The Legality of Gambling on Races

The Legality of Gambling on Races

The legality of gambling on races has come under question in recent years. In May of 2015 Ironman event organizer the World Triathalon Company gave up $2.76 million worth of funds that athletes were forced to pay in order to gain the opportunity to compete at the Ironman World Championship. They gave up the money as the result of a court case in which the Florida U.S. Attorney’s office sued the World Triathalon Company for having charged athletes for the chance to compete since 2012.

Every year 2,000 qualifying athletes participate in the Ironman World Championship while an additional 100 spots are made available to the athletes that each pay for their chance to compete. Athletes have had to pay a fee to play the lottery drawing that gets them the privilege of competing dating back to 1989. Those who pay money for the opportunity to compete but don’t get the chance to are refused a refund of the fee they paid.

In 2014, 12,292 athletes paid $50 to enter the lottery while in 2015 14,254 athletes paid the fee. The court case against the company revolves around the legalities of forcing athletes to pay for an opportunity to compete. Lawmakers feel that this constitutes illegal gambling due to the fact that illegal gambling lasting a minimum of 30 days, involves at least five people and results in a gross daily revenue of $2,000. The Ironman World Championship includes each of these aspects.
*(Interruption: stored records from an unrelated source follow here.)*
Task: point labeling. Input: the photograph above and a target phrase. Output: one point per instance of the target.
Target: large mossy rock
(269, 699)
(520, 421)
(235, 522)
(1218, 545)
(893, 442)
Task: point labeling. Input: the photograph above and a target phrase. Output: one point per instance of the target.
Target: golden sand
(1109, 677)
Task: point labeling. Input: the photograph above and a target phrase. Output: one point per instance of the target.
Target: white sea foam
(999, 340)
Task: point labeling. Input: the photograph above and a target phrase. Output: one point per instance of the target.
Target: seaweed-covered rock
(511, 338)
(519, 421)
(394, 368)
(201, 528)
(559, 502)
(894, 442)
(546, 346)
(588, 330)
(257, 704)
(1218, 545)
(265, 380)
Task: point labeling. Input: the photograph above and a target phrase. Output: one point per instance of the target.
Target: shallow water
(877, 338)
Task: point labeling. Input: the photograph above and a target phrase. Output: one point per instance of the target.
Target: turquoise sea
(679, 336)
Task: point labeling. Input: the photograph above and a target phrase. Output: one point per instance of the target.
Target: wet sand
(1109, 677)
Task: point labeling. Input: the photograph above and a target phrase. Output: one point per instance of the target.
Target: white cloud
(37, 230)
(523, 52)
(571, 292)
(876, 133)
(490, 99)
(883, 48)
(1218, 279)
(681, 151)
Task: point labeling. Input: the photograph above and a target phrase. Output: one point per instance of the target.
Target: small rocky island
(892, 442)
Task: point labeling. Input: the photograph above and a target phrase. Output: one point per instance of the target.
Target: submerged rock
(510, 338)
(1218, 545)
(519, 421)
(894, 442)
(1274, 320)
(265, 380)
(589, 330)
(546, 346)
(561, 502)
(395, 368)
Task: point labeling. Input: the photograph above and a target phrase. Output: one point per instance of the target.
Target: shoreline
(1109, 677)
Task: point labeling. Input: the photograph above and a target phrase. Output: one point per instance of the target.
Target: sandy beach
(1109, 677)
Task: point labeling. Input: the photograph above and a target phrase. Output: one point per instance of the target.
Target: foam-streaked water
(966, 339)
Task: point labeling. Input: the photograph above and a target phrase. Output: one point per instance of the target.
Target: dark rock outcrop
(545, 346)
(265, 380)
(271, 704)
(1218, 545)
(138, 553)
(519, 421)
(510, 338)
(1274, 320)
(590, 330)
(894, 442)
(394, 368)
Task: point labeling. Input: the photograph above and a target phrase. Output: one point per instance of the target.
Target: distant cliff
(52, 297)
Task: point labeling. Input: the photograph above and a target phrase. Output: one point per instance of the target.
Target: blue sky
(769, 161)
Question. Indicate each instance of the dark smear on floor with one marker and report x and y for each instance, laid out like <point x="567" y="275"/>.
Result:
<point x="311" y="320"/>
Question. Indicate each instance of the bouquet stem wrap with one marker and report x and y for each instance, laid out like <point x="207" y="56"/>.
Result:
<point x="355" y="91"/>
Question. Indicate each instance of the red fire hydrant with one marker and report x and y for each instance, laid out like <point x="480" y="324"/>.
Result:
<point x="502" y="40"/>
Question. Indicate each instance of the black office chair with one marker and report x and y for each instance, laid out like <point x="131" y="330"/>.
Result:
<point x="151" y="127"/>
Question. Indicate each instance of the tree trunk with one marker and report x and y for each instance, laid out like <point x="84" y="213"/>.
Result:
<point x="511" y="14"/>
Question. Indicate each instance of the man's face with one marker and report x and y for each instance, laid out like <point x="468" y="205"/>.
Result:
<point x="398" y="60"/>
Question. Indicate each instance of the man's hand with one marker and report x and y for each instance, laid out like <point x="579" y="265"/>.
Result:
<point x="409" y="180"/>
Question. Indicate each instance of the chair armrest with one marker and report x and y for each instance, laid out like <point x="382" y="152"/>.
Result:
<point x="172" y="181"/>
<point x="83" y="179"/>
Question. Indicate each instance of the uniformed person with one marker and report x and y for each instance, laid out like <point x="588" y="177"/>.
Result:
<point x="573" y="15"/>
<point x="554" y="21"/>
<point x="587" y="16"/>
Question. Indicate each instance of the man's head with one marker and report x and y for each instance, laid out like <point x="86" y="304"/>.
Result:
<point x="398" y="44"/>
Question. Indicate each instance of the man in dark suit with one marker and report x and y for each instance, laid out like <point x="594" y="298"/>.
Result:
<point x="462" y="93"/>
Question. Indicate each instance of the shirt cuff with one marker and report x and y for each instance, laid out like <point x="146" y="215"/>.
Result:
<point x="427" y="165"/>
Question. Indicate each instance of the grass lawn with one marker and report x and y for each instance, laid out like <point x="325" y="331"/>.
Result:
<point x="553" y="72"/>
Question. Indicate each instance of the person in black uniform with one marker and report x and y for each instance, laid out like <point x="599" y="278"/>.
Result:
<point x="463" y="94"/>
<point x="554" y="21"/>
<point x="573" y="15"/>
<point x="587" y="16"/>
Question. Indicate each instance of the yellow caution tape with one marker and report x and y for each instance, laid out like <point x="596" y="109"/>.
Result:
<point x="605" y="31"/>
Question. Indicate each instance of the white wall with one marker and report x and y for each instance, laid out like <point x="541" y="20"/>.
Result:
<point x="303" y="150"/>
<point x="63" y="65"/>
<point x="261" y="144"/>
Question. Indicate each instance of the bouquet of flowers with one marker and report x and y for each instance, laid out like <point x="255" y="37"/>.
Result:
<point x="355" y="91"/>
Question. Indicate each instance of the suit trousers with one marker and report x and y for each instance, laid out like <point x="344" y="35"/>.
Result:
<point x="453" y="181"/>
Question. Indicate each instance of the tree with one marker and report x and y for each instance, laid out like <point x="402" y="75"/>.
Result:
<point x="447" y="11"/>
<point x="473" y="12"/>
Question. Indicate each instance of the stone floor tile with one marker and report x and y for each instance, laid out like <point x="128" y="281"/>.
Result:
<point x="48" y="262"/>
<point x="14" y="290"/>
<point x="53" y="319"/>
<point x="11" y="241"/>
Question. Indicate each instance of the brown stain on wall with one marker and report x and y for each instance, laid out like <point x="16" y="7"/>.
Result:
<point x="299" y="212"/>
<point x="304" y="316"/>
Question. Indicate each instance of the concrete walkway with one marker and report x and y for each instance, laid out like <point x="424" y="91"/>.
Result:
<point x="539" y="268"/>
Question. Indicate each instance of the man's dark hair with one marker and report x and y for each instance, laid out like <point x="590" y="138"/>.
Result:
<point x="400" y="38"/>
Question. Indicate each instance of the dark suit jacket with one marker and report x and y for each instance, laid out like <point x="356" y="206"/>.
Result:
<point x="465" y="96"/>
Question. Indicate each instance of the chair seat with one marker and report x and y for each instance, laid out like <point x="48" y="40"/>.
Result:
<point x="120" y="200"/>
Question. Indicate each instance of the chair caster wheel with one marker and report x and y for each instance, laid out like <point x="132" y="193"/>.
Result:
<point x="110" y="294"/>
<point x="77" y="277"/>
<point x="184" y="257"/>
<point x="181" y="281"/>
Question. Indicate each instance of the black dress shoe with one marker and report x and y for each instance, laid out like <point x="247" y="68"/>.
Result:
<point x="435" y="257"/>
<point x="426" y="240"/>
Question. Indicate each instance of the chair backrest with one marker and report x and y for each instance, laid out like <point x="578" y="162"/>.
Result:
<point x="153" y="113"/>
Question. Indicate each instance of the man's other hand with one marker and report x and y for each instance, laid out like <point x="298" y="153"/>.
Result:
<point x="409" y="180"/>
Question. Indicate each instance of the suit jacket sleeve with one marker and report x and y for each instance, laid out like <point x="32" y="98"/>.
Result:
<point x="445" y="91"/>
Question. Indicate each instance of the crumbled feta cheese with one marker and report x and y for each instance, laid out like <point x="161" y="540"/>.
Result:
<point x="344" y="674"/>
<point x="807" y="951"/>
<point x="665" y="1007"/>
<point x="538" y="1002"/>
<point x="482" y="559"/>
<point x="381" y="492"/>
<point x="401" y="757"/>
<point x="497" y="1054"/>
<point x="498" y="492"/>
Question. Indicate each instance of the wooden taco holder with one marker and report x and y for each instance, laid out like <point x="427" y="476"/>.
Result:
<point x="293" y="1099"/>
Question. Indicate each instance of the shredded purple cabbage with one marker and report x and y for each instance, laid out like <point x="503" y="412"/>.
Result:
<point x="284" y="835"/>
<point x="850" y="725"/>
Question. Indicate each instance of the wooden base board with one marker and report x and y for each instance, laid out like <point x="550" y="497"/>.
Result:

If forcing athletes to pay a fee does count as illegal gambling it could mean trouble for other well known yearly races such as the Chicago and New York City marathons as well as the Mount Washington Road Race and the Marine Corps Marathon, as each of them charge athletes an entry fee. Those who participate in the Mount Washington Road Race as well as the Beach to Beacon 10K pay a lottery fee of $5, which is nonrefundable as well. Those athletes participating in the New York City Marathon pay a nonrefundable fee of $11. Since well over five athletes pay to compete in each race, United States code defines this as illegal. The exception is that athletes are not required to pay a fee to compete in the Marine Corps Marathon.

The only race that is truly under the microscope from a legal standpoint is the Ironman World Championship as the New York City and Chicago Marathon both last for longer than 30 days. Both the Mount Washington Road Race and the Beach to Beacon last fewer than 30 days but both have the potential to earn over $2,000 in revenues per day.

Though laws vary from state to state, private lotteries are not legal in any of the 50 states. The lottery run for the Chicago Marathon does not break any laws because they conduct free random drawings to determine who can participate in the event.

The controversy of the legality of gambling on races is an ongoing issue in the United States.